An estimated 57 million Americans ride bicycles. "Along with safety equipment, rider actions and reactions play a major role in preventing injuries," said Dr. Alexander. Thousands of children are injured each year while riding bicycles. To help make sure your child stays safe, here are some tips:
- Wear helmets with the chin strap firmly buckled, flat on top of the head-not tilted back. Head injuries cause about 75 percent of all bicycling fatalities.
- Wear knee and elbow pads and gloves.
- Restrict the cycling of young children to sidewalks, paths, and driveways.
- Teach older children safe bicycle road behaviors: be alert, watch for traffic, watch for obstacles, obey traffic rules and signals, ride with traffic-not against it.
- Make sure the bicycle is properly adjusted for height. Check brakes, reflectors, gear shifts and tires before riding.
- Avoid riding at dusk or after dark.
In-line Skating Safety
"In-line skating injuries increased 184 percent from 1993 to 1995-from 37,000 to 105,000-most of which were wrist, arm, and leg injuries," said Dr. Alexander. To help avoid injury:
- Always wear full protective gear-helmet, wrist guards, knee pads, elbow pads, and gloves.
- Get instruction before you take to the streets or trails. Learn to stop safely. Learn how to fall to help reduce the chances of serious injury.

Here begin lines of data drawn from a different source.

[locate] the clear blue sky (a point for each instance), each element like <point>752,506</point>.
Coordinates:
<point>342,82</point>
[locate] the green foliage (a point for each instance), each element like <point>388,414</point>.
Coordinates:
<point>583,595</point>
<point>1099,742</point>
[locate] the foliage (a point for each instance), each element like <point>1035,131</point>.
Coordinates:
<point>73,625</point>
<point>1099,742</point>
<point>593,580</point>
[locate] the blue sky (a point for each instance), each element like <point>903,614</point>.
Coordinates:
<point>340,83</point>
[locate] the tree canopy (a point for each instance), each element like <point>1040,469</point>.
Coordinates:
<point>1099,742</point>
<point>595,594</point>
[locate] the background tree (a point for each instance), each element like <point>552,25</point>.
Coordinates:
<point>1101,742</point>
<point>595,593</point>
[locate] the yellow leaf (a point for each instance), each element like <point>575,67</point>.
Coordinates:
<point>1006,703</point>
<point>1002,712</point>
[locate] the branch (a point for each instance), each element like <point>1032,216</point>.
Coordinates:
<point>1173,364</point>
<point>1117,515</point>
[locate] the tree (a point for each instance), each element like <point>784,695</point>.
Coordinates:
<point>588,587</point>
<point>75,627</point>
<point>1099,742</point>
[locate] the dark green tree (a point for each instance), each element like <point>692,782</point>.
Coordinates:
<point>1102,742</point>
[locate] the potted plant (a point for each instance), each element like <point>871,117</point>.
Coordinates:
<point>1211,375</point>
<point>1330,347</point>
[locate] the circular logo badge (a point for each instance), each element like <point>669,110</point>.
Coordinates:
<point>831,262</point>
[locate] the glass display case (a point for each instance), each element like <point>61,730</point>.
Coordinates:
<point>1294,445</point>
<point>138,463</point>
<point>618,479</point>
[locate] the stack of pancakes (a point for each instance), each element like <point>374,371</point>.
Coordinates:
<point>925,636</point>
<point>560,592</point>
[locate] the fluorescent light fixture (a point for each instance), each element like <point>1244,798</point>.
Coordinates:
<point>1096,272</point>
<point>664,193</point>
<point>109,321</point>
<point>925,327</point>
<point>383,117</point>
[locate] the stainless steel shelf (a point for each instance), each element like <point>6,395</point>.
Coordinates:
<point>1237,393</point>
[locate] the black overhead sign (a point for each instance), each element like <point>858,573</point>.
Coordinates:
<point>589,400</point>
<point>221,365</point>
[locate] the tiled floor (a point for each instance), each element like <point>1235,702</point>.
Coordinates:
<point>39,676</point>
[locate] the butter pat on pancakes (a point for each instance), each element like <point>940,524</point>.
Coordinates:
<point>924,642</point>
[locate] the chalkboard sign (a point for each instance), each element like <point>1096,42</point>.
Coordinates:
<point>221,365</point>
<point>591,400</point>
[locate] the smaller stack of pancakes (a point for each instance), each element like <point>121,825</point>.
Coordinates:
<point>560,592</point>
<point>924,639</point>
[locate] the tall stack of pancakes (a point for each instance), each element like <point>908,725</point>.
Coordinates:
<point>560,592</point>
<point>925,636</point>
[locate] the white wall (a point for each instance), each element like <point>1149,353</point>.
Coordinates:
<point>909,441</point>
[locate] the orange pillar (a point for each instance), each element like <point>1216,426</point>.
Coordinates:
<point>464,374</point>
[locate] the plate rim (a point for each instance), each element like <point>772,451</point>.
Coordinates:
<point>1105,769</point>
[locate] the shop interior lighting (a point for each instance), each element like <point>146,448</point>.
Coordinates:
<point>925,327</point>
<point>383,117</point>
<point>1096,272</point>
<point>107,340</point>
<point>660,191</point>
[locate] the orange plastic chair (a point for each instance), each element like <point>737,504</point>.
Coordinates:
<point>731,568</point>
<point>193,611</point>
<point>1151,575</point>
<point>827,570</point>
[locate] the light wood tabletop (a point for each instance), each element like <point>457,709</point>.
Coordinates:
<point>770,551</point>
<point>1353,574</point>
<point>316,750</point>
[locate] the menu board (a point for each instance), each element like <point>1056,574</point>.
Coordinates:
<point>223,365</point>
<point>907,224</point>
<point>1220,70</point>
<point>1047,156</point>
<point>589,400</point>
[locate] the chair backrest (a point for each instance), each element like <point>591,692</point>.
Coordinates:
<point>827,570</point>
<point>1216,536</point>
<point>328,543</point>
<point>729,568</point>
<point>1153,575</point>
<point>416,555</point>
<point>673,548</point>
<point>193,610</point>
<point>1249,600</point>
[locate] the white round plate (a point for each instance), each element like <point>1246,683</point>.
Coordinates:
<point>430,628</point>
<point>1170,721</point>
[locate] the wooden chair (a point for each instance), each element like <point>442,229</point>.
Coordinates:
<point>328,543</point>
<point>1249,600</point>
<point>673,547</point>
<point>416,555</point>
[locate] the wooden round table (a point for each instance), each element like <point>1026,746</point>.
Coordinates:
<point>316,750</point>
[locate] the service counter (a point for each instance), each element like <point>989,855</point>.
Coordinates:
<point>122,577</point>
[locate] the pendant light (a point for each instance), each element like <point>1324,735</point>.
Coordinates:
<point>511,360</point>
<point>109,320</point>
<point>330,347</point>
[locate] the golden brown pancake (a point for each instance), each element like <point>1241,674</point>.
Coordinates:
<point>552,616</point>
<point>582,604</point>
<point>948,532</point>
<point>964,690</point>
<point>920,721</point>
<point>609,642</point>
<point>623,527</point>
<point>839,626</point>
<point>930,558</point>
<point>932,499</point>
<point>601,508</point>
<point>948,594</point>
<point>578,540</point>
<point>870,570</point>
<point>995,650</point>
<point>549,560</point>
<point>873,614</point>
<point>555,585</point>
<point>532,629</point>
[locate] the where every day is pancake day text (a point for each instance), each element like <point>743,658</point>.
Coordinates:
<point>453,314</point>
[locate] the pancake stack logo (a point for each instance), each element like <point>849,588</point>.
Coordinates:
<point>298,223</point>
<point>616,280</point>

- Always skate under control. Practice basic skills, such as balance and braking on a smooth, flat surface away from traffic. Avoid hills until you're ready.
- Skate on smooth, paved surfaces without traffic. Avoid skating on streets, driveways, or surfaces with water, sand, gravel, or dirt.
- Don't skate at night-others can't see you and you can't see them or obstacles in your path.
- Don't skate into crowds or people.
During the summer months, whatever your activity, remember to drink plenty of water, because it's easy to dehydrate. Wear sunscreen and hats, good sunglasses, and insect repellent. Remember that safety is never an accident.